How do you find the horizontal asymptote for #f(x) = (3x^2 + 2x - 1) / (x + 1)#?

1 Answer
Jan 2, 2016

You evaluate the limits of the function as x approaches infinities (#-oo# and #oo#). If one of them is a real number #k#, than #y=k# is a horizontal asymptote.

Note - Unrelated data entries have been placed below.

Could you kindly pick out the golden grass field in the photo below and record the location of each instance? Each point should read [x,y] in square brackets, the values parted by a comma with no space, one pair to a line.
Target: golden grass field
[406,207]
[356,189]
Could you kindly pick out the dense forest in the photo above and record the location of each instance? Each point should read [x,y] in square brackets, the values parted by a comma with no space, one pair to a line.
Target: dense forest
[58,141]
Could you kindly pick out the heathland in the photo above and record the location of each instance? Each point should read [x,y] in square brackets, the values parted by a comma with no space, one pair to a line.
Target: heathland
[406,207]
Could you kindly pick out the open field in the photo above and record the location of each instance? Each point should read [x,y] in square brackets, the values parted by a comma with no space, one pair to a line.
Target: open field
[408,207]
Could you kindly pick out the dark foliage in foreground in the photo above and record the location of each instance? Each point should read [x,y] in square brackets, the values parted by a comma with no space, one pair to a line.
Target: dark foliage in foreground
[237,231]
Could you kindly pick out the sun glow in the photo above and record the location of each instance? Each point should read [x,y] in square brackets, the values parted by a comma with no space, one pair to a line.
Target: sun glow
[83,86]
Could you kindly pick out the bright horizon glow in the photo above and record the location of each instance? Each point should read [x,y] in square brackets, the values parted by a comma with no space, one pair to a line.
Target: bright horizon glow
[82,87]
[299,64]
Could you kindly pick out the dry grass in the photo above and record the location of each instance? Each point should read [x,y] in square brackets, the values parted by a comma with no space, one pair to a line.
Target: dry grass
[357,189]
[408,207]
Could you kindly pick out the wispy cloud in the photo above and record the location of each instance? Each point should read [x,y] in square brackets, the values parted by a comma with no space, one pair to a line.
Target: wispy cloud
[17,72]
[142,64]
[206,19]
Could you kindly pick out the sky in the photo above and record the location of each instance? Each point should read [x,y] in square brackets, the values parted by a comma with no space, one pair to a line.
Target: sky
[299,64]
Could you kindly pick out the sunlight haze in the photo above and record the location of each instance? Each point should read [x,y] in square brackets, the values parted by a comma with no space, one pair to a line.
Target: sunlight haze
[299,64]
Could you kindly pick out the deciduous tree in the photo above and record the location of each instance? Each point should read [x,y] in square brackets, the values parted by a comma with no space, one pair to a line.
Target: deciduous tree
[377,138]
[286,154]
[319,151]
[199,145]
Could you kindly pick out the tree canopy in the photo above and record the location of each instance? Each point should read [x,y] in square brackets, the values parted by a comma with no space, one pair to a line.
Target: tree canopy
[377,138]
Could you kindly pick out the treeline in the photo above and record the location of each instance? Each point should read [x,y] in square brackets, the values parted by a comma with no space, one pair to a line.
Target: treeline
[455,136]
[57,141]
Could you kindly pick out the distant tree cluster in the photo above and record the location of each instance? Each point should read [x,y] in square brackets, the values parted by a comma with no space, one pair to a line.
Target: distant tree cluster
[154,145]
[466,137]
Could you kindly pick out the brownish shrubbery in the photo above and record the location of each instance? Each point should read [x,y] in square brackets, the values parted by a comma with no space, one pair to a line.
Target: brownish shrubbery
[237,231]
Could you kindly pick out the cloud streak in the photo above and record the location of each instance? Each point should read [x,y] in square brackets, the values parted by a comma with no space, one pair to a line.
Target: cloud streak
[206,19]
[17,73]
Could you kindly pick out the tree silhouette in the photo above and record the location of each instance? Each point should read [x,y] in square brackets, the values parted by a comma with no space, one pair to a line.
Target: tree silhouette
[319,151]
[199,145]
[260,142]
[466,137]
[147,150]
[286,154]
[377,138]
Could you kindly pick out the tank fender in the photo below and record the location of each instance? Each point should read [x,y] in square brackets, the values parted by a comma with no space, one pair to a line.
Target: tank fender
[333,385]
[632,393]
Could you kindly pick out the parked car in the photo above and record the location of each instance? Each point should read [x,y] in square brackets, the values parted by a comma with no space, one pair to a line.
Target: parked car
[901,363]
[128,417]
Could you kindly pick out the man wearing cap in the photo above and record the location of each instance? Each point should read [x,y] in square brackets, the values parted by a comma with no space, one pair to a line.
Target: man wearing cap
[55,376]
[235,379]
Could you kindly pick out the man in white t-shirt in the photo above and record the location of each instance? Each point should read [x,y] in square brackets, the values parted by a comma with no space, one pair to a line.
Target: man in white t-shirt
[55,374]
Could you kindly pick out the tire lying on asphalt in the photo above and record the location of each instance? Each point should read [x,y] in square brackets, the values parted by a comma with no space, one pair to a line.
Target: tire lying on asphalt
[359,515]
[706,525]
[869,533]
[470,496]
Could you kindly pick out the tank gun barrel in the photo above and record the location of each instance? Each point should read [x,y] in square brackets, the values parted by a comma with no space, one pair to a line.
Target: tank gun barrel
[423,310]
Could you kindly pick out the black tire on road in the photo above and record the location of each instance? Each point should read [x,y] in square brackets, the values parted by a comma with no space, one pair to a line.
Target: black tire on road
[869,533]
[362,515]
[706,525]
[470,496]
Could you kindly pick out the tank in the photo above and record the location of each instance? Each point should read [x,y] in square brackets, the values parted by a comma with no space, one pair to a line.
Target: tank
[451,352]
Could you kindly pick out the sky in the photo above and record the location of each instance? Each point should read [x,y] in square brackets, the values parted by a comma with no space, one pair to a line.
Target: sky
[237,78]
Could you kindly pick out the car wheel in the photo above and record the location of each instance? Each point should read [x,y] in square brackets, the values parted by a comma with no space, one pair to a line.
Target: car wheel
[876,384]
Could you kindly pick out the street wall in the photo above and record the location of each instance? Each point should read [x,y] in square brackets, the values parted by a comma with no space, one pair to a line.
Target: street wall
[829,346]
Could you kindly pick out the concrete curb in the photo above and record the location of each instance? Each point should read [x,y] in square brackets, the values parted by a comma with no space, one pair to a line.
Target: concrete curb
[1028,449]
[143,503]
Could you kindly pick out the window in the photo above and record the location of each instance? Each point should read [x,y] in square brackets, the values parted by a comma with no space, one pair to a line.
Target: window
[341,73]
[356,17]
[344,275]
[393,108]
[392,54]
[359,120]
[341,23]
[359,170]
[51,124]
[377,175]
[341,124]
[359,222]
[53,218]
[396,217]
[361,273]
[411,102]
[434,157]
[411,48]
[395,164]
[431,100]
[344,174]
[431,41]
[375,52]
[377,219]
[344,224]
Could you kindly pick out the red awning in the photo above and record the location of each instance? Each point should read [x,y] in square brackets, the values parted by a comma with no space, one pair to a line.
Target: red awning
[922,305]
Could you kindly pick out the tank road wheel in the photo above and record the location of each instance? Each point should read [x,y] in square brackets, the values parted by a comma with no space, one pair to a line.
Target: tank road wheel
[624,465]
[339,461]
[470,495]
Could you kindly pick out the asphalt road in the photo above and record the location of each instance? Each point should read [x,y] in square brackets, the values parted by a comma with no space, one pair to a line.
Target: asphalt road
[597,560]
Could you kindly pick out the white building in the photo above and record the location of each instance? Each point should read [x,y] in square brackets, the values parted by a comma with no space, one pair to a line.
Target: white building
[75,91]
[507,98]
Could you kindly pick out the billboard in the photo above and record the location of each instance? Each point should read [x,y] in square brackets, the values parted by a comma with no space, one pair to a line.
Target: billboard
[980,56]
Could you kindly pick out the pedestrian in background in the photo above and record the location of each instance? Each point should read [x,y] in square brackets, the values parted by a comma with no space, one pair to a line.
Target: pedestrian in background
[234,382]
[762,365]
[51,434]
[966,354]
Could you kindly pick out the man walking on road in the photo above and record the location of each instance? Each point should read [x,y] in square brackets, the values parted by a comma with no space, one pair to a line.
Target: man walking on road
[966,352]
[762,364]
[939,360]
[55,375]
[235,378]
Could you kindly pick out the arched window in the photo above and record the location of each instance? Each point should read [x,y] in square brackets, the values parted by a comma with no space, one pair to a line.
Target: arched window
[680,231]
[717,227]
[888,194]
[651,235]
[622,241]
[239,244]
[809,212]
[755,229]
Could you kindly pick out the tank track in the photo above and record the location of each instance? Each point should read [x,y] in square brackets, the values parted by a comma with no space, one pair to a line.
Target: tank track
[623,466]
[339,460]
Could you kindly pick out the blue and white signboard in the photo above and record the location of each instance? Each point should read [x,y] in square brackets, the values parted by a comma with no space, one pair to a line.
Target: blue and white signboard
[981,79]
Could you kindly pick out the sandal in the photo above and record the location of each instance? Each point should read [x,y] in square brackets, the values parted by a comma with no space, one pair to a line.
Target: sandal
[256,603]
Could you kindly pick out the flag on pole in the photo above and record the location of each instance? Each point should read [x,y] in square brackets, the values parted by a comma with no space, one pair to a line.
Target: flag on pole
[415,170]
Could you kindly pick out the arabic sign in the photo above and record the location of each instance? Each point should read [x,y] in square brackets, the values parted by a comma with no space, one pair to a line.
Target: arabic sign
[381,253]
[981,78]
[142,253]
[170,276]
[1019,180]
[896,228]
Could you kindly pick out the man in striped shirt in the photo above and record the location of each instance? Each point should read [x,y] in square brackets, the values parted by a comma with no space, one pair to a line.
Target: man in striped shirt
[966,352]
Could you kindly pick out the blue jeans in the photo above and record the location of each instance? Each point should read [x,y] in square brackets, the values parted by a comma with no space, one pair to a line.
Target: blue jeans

There are no horizontal asymptotes in this function.

Explanation:

Horizontal asymptote means that it approches a certain value of #y# and tends to make a horizontal line as it approaches (limit involvement) infinite values of x (whether positive or negative). Therefore, the two possible asymptotes of the function must be constant functions and can be calculated with the following way:

Possible horizontals

#lim_(x->oo)f(x)=k_1#

#lim_(x->-oo)f(x)=k_2#

If #k_1# or #k_2# are not real numbers then there are no asymptotes.

Solution

#f(x)=(3x^2+2x-1)/(x+1)#

Solving the numerator:

#Δ=b^2-4*a*c=2^2-4*3*(-1)=16#

#x=(-b+-sqrt(Δ))/(2*a)=(-2+-sqrt(16))/(2*3)=(-2+-4)/6#

The two solutions are #x=1/3# and #x=-1#

So the numerator can be written as follows:

#3x^2+2x-1=3(x-1/3)(x+1)#

The two limits are now easier to find:

#k_1=lim_(x->oo)f(x)=lim_(x->oo)(3x^2+2x-1)/(x+1)=#
#=lim_(x->oo)(3(x-1/3)(x+1))/(x+1)=lim_(x->oo)3(x-1/3)=oo#

#k_2=lim_(x->-oo)f(x)=lim_(x->-oo)(3x^2+2x-1)/(x+1)=#
#=lim_(x->-oo)(3(x-1/3)(x+1))/(x+1)=lim_(x->-oo)3(x-1/3)=-oo#

Since neither #k_1# nor #k_2# are real numbers, there are no horizontal asymptotes.